# concatenation of context sensitive and context-free is context sensitive or not?

Assume that $$L_1$$ is context sensitive language and $$L_2$$ is context free language, is the language $$L_1 * L_2$$ context-sensitive or not?

I almost sure that is not, but can't prove it.

• What do you think? – Yuval Filmus Jun 5 '19 at 13:28

Suppose that $$L$$ is a context-sensitive language which is not context-free. Then $$L\{\epsilon\}$$ is not context-free (here $$\epsilon$$ is the empty word), while $$L\emptyset$$ is context-free.

• Thank you, I edited the qustion – dor navon Jun 5 '19 at 14:04
• @dornavon Please don't edit the question to invalidate existing answers.
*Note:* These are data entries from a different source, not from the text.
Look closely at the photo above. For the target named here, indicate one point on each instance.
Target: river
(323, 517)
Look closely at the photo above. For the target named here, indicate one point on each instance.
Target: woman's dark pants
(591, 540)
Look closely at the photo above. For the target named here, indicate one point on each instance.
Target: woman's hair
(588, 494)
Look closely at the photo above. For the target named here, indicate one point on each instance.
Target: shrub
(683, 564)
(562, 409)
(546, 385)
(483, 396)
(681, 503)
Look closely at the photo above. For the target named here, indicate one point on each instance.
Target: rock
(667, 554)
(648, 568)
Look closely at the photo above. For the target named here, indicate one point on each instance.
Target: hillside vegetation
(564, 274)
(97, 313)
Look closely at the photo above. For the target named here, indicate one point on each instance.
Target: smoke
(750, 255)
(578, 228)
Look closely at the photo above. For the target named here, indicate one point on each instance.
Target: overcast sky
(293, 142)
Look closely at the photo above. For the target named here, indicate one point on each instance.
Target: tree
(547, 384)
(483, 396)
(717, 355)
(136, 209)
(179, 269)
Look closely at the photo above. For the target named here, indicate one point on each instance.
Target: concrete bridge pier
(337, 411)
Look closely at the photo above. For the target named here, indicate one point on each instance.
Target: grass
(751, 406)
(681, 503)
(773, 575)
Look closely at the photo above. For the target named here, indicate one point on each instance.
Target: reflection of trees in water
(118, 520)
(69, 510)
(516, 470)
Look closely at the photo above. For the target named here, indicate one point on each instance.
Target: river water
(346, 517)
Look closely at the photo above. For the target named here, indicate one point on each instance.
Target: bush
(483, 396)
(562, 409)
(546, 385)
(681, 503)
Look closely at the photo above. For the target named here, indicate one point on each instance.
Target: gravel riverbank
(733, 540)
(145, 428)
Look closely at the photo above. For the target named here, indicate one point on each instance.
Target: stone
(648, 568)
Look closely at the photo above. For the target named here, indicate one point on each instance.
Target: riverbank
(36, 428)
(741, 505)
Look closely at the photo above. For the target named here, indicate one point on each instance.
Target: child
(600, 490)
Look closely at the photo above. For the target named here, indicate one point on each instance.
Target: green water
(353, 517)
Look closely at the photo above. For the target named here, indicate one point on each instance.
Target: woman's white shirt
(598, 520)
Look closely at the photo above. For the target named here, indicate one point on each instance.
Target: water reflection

It's impolite to the answerers, and may also confuse future readers. – xskxzr Jun 7 '19 at 4:36

Claim. The concatenation of two context-sensitive languages is context-sensitive.

Since a context-free language is a context-sensitive language, the concatenation of a context-sensitive languages and a context-free language is context-sensitive.

Here is a simple proof of the claim by illustration.

Suppose $$L_1$$ is given by the following context-sensitive grammar
$$\quad S\to abc\mid aAbc$$
$$\quad Ab\to bA$$
$$\quad Ac\to Bbcc$$
$$\quad bB\to Bb$$
$$\quad aB\to aa\mid aaA$$

Suppose $$L_2$$ is given by the following context-sensitive grammar
$$\quad S\to aSbS\mid \epsilon$$

Then the concatenation $$L_1L_2$$ is given by the following context-sensitive grammar.
$$\quad S\to S_1S_2$$
$$\quad S_1\to abc\mid aAbc$$
$$\quad Ab\to bA$$
$$\quad Ac\to Bbcc$$
$$\quad bB\to Bb$$
$$\quad aB\to aa\mid aaA$$
$$\quad S_2\to aS_2bS_2\mid \epsilon$$

Here is a simple formal proof.

Suppose the context-sensitive grammar for language $$L_1$$ is $$(N, \Sigma, P, S)$$, where $$N$$ is a set of nonterminal symbols, $$\Sigma$$ is a set of terminal symbols, $$P$$ is a set of context-sensitive production rules, and $$S$$ is the start symbol. Similarly, $$L_2$$ is generated by $$(M, \Sigma, Q, T)$$. Since renaming the nonterminal symbols in a grammar does not change the language generated, we can assume that $$N$$ and $$M$$ are disjoint. Then $$L_1L_2$$ is generated by grammar $$(N\cup M, \Sigma, P\cup Q\cup\{X\to ST\}, X)$$, where $$X$$, a nonterminal symbol not in $$N$$ and $$M$$ is the start symbol. It is obvious that the production rules in $$P\cup Q\cup\{X\to ST\}$$ are context-sensitive.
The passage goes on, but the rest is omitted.